According to a new survey commissioned by Google, British teenagers have little interest in starting their own companies and believe they will likely work for well-established companies when they enter the workforce.
The survey was based around statistics gathered by YouGov and highlights a lack of entrepreneurial spirit amongst teenagers in Britain. The Internet-based market research firm used responses from 1,021 teenagers to gather its data. YouGov found that only 22 per cent of people aged 15-18 believed that they would likely start their own business. The remaining 78 per cent believed that they would work at a well-established company instead.
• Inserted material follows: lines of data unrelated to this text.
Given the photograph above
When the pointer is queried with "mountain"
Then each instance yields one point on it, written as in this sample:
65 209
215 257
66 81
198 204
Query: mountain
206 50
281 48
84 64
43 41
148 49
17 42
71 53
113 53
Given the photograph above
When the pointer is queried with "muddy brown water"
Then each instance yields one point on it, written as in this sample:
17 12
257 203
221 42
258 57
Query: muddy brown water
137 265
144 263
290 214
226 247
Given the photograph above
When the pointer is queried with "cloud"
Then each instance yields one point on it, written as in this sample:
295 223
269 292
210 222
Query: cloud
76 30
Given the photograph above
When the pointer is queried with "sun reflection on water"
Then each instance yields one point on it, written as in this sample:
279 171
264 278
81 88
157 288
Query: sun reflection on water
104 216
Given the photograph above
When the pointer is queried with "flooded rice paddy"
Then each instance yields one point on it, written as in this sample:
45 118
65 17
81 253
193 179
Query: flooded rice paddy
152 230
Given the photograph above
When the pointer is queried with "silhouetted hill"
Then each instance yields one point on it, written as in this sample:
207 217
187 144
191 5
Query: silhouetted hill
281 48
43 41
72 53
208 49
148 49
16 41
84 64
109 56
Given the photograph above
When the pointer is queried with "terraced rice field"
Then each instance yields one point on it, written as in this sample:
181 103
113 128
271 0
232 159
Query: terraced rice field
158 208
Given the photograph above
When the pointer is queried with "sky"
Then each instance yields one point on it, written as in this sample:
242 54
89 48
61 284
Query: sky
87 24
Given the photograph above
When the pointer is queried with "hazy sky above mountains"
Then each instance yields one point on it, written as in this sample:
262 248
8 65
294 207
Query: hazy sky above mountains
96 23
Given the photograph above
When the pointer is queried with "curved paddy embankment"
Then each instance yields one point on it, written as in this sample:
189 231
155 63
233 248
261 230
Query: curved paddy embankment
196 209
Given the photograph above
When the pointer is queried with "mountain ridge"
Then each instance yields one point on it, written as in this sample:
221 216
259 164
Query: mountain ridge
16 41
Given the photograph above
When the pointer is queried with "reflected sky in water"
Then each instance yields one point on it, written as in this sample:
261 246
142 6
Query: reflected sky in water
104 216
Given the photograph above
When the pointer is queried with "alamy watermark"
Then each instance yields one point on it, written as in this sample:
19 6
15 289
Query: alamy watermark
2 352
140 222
56 per cent of the young people surveyed thought that starting their own business was a risky move while 21 per cent thought it was unstable and 11 per cent thought that doing so would be reckless. When it came to entrepreneurship, 45 per cent of girls and 39 per cent of boys were afraid of the risk of failure.
In response to the results of the survey, Google announced that it would be launching an imitative called Google Future Founders to encourage young people to embrace entrepreneurship and give them the necessary training to do so successfully. The programme will operate out of the company's startup hub in the UK, Campus London.
Google Future Founders will offer groups of students aged 16-18 the opportunity to attend half-day workshops at Campus London. Startup experts and entrepreneurs will lead the workshops and the company will provide the students with access to ongoing mentorship.
This new initiative will help young people come face to face with and dispel many of the myths and falsehoods surrounding entrepreneurship. Google's Future Founders programme will build on the experience of many of the company's previous programmes including Founders Over 50.